The Hurricanes, by the end of June, had seen enough from Darling in the early part of the offseason that they decided not to pursue a salary-dumping trade or $8 million contract buyout. They also brought in former Detroit Red Wings starter Petr Mrazek as a free agent to compete for the starting job.

"When you looked at the free-agent list of goaltenders, they were all kind of the same at that point," Waddell said. "Darling would be the most talented guy in that group. But we needed a commitment from Scott. Anything he gets at this point he has to earn. He understands that."

Darling is in the second phase of his summer conditioning program. The first was basic stuff, building a foundation. Eventually, he'll move away from strength training and into more explosive workouts, and then onto the ice. For now, he's on a cycle that includes four days with Burniston — two days of upper body, one of lower body, one of general training — to go with one day each of Pilates and yoga.

"Sunday is recovery, although I've had to get him to take Sunday off," Burniston says.

"Hey, I was in here on Sunday," Darling interjects, only hearing half the conversation.

"That's what I'm saying," Burniston says. "You're supposed to be off!"

This workout is upper-body focused and the plan includes core strengthening, sprinting, the reaction-time work with the LED lights and a lot of weightlifting, followed by some interval training on the turf and on a resistance bike. Later, after a series of bench presses and biceps work, Darling does 90-second high-intensity intervals where he lies on his back and has to lift his chest and legs together in various ways.

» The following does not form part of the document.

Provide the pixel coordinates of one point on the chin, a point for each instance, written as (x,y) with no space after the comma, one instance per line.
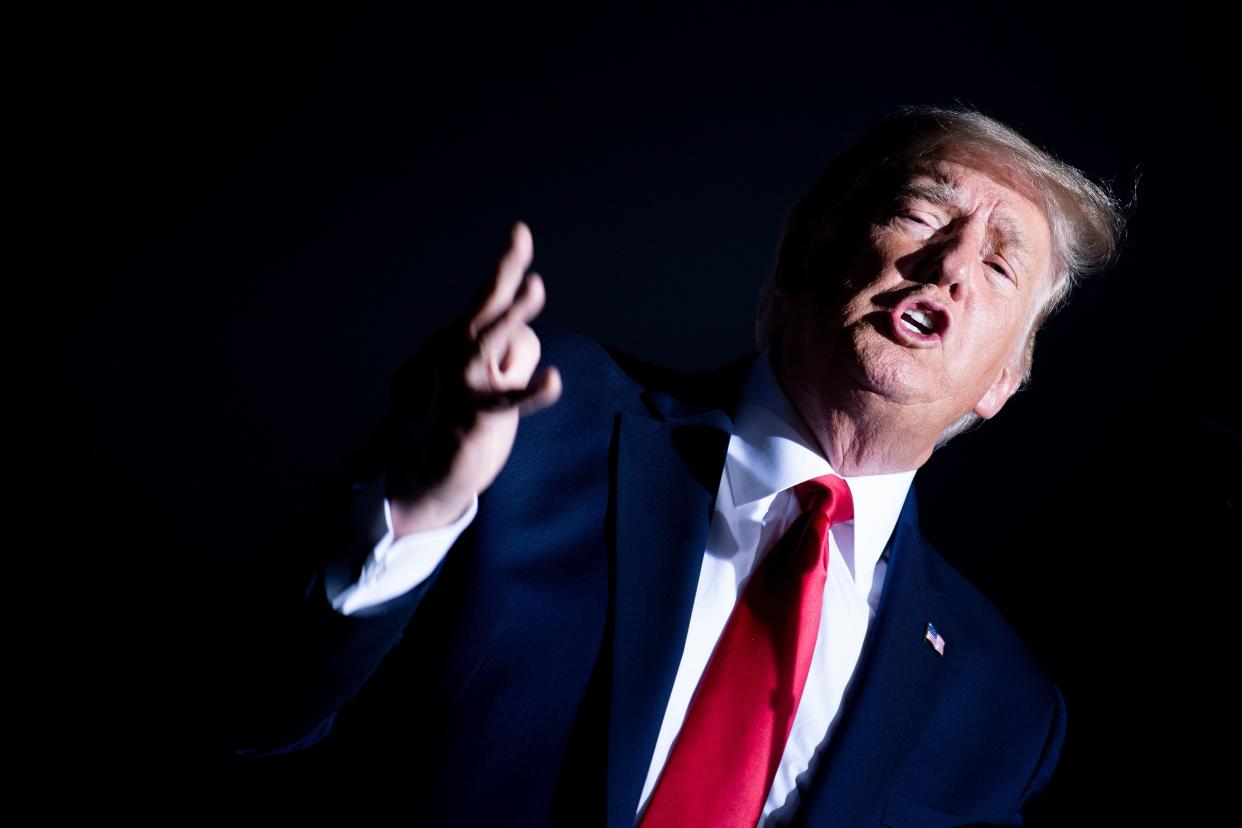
(892,371)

Ninety seconds of that is interminable. After Darling makes it through his final set, he falls back on the artificial turf, spread-eagled.

"That's the whole idea, right?" Burniston says. "I'm trying to push you to the edge."

Darling has spent enough time on the edge. He needs to find a comfort zone here if he's going to be successful. These workouts are part of it, giving him the base of fitness he needs to play regularly in the NHL, and that's not something that can be done during the season. It has to be done now, in the summer, when there's time to focus on it.

That's not all. Darling bought a house in north Raleigh. His girlfriend has moved in with him, and they're getting a Great Dane puppy, his first dog of his own. He has a nutritionist to prepare menus and meals. He is doing the things he should have done last summer, but there's nothing he can do now about the past.

"It's all on him, right?" Hurricanes coach Rod Brind'Amour said. "What we all want to see is him put in the time, and that will give him the confidence that he put in the work so when he gets in net he's not worrying if he's in shape or done enough. It's not just him, that's anybody. But with him, obviously, guys are going to be on him."

There's no way to make amends — to the team, to his teammates, to the fans, to himself — for what happened last season. But he still may be able to do something about the future, and his path forward starts in this gym.

"There's not too much else I can do, to be honest," Darling said. "I've been working out really hard, trying to eat really healthy. It's more just mentally kind of letting last season go, not dwelling on the past and moving forward and being confident in myself."

The mythical phoenix would re-create itself from its own ashes, born anew each time. The myth doesn't specify how easy that was. Darling has already done it once, in circumstances perhaps more improbable than these. There is no room to fall short this time. Mrazek, in his own way, has as much to prove as Darling. The competition for playing time in net will be unfettered.

No one knows how this ends, not Darling, not anyone. All he can do is try to get better each day than he was the day before, in hopes a different kind of summer leads to a different kind of winter.